Dwight Kauffman spent many hours in his woodworking shop, donating handcrafted items to the auction – a chess and checker set with hand-turned pieces in walnut maple and oak (sold for $260); adjustable rotating shelves ($175); a quilt ladder in cherry ($250); a chest in cherry with seven drawers ($550); a chest with five drawers in cherry ($900); a barrister bookcase, four-shelf stacked unit in black walnut ($1,600); and two two-drawer filing cabinets in spalted maple from a Bluffton University tree ($675 total).  A table and two chairs for toddlers in reclaimed walnut made by Jay Hartzler sold for $400.  Marv Nisly crafted mission-style bookshelves in white oak that netted $425. Nisly is a member of the relief sale board and helps with the auction every year.

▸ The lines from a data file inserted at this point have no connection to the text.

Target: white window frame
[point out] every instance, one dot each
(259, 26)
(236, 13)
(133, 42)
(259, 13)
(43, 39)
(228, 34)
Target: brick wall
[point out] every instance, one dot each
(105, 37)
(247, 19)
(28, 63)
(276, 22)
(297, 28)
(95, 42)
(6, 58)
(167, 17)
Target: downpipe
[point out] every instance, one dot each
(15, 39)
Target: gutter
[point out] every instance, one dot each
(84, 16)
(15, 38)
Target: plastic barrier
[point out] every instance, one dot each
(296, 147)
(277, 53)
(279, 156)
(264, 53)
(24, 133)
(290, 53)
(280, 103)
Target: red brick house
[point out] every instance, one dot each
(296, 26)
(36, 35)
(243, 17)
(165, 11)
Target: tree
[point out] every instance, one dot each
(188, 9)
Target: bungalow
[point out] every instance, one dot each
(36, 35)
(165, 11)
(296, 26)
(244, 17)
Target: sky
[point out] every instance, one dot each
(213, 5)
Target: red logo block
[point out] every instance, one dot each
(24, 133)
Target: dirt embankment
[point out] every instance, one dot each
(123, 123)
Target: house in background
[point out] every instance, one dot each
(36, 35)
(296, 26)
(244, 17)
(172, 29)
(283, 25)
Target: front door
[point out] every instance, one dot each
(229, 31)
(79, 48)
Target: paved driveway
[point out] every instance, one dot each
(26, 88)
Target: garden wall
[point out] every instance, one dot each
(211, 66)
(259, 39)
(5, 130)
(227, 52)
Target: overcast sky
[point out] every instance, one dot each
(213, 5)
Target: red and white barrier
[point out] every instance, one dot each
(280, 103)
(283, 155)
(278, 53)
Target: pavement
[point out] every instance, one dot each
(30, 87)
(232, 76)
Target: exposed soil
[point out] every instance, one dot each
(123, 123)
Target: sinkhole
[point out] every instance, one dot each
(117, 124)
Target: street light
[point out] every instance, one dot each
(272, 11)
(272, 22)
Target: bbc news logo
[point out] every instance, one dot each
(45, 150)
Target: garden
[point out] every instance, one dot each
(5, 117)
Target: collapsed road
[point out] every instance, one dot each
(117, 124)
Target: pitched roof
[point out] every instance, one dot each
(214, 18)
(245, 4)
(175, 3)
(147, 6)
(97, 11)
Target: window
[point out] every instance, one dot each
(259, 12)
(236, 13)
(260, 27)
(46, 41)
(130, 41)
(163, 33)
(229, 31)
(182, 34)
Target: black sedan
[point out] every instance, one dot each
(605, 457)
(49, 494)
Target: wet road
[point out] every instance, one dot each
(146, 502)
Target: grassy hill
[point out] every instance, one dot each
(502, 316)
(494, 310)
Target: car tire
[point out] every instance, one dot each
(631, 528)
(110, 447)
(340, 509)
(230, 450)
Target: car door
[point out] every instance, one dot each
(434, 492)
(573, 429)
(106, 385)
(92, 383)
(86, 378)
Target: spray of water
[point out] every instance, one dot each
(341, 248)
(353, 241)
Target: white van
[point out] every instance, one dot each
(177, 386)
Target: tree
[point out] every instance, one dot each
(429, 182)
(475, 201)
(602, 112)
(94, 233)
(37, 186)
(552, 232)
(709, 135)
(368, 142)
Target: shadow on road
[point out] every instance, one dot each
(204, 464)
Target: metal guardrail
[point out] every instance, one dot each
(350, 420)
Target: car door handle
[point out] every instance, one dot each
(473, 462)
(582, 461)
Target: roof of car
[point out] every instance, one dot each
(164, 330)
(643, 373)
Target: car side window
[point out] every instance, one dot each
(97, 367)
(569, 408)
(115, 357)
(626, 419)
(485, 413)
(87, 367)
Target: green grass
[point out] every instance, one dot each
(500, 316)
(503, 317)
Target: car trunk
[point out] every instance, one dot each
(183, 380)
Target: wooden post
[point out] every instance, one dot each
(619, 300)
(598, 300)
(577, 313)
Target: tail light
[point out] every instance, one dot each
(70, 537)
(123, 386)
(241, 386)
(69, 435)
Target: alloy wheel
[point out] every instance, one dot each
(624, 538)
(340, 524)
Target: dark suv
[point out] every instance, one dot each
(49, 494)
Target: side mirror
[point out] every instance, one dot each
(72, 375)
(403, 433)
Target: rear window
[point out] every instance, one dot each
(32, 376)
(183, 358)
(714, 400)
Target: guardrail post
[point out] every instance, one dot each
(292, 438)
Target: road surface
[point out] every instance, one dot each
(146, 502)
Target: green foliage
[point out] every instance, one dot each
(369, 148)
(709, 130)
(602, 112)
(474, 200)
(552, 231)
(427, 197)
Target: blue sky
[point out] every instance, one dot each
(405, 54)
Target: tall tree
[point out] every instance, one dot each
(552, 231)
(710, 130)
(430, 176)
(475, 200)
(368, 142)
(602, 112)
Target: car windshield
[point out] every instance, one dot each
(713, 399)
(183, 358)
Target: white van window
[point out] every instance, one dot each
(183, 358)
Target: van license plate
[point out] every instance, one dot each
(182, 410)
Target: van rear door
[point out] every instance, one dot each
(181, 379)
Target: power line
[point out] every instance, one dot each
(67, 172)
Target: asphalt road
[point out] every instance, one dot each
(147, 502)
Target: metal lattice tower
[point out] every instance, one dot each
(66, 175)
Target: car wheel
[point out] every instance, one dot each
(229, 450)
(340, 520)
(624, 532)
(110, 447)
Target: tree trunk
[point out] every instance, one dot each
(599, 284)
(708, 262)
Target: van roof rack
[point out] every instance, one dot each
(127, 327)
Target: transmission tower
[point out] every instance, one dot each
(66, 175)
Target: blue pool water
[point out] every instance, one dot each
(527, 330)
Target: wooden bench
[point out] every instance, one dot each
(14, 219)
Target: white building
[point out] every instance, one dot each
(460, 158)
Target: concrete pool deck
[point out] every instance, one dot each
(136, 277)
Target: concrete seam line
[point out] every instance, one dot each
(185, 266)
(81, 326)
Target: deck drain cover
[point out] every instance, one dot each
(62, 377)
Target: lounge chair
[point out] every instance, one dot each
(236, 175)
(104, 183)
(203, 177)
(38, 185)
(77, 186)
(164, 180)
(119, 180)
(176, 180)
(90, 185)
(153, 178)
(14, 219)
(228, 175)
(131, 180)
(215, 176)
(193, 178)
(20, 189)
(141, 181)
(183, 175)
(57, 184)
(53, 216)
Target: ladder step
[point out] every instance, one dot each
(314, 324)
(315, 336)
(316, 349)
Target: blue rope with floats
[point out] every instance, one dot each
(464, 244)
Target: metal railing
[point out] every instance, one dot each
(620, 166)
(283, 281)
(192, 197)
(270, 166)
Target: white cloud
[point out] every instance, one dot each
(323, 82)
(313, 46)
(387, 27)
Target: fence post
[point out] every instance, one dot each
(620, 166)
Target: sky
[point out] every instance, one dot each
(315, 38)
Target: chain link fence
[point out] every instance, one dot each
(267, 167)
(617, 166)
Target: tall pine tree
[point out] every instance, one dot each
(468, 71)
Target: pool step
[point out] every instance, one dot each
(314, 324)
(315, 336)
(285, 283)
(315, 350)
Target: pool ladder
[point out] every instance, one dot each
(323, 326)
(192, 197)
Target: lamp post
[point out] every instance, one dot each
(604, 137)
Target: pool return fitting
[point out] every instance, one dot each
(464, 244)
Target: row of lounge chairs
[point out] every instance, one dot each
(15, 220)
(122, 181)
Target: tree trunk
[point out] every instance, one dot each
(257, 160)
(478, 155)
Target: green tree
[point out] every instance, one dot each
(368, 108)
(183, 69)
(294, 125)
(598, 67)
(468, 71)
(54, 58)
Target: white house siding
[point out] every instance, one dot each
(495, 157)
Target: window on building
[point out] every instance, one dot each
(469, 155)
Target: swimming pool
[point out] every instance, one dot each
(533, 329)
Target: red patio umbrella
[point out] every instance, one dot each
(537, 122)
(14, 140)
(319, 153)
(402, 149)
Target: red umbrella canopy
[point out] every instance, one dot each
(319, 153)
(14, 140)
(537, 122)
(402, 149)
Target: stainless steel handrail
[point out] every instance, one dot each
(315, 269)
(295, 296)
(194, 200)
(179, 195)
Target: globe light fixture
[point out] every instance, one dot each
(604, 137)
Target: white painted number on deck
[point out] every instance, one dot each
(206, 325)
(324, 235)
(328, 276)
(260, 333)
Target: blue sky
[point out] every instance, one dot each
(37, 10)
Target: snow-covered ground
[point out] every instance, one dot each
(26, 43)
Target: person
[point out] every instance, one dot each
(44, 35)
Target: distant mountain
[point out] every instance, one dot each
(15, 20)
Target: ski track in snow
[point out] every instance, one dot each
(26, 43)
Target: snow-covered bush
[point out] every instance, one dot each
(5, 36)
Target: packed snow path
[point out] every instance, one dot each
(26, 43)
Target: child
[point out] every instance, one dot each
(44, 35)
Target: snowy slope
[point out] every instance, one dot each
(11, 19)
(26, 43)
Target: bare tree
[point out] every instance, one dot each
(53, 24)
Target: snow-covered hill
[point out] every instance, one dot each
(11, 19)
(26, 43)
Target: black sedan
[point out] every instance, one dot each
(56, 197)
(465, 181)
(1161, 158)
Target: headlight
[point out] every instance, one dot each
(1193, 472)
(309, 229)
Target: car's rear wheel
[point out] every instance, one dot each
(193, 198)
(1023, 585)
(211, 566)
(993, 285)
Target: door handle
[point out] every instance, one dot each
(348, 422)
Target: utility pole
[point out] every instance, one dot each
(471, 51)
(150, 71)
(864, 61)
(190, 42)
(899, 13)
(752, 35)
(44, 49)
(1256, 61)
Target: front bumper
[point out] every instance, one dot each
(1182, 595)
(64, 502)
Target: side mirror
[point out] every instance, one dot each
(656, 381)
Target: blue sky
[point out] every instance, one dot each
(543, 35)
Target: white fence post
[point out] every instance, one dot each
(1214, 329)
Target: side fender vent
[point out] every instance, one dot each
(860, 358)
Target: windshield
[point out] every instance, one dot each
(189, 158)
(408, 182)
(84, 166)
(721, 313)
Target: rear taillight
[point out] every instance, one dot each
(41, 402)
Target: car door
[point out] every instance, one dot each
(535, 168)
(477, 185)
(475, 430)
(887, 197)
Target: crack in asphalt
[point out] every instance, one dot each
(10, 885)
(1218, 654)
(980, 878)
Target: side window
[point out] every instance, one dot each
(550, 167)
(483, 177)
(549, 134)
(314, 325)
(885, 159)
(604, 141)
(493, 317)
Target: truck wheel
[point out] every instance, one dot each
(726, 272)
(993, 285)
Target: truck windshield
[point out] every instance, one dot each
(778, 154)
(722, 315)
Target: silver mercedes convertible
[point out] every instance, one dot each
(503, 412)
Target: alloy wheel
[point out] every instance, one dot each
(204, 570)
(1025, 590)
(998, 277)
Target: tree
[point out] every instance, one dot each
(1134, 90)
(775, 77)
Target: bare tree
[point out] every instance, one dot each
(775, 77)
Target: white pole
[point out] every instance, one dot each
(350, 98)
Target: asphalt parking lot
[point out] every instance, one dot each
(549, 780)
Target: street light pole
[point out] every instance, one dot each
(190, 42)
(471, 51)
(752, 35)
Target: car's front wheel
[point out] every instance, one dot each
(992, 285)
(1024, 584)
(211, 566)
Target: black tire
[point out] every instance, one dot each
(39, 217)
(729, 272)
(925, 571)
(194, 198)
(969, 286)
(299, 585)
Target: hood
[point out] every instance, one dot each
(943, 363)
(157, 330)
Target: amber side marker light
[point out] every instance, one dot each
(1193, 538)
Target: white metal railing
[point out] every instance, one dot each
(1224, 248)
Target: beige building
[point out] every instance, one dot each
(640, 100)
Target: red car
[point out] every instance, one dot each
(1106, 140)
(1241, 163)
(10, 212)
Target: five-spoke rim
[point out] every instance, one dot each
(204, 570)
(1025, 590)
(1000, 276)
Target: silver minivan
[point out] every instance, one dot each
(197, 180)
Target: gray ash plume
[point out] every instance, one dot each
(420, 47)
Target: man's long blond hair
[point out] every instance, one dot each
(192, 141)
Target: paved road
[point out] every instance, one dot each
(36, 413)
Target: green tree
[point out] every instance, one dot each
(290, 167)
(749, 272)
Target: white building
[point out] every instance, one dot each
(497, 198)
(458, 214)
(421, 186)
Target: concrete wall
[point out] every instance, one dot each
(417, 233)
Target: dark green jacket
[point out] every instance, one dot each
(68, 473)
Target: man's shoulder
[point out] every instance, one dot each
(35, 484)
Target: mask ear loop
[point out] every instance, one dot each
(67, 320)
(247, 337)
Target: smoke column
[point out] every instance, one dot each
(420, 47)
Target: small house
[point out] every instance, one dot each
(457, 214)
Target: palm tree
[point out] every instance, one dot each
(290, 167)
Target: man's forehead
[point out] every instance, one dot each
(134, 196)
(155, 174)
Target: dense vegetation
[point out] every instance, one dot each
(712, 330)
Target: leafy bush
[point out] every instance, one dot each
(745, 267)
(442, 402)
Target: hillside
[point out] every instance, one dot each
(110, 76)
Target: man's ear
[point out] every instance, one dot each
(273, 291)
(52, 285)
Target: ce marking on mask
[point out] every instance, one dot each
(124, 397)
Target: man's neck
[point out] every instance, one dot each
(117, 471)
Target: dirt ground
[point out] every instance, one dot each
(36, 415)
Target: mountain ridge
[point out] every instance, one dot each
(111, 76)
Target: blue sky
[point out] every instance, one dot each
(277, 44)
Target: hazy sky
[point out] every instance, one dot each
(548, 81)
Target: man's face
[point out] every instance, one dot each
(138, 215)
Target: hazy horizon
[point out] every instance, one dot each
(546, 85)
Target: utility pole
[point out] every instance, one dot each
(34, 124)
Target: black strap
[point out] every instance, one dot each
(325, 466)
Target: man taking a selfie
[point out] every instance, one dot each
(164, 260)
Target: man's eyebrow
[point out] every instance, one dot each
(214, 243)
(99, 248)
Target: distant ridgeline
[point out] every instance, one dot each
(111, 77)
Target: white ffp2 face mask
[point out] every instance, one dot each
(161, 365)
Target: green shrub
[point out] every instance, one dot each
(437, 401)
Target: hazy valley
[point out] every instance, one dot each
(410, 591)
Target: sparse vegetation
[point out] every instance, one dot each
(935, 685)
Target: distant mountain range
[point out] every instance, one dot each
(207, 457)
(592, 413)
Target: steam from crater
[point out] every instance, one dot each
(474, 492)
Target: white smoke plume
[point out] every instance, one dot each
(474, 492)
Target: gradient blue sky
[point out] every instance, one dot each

Greg Yoder organized music for the sale and is lining up a Walking Roots Band concert to benefit the relief sale on Dec. 8. Other CMC persons donated baked goods or helped with set up and take down at the sale.

CMC children raised $1,593.75 of the nearly $25,000 received from congregations for the "My Coins Count" project with funds divided between Virginia Mennonite Missions and Mennonite Central Committee.

Timothy Stoltzfus Jost, who serves on the relief sale board, said, "It's amazing – the Virginia relief sale raised almost $400,000 this year in 24 hours, and CMC did its part in making this happen."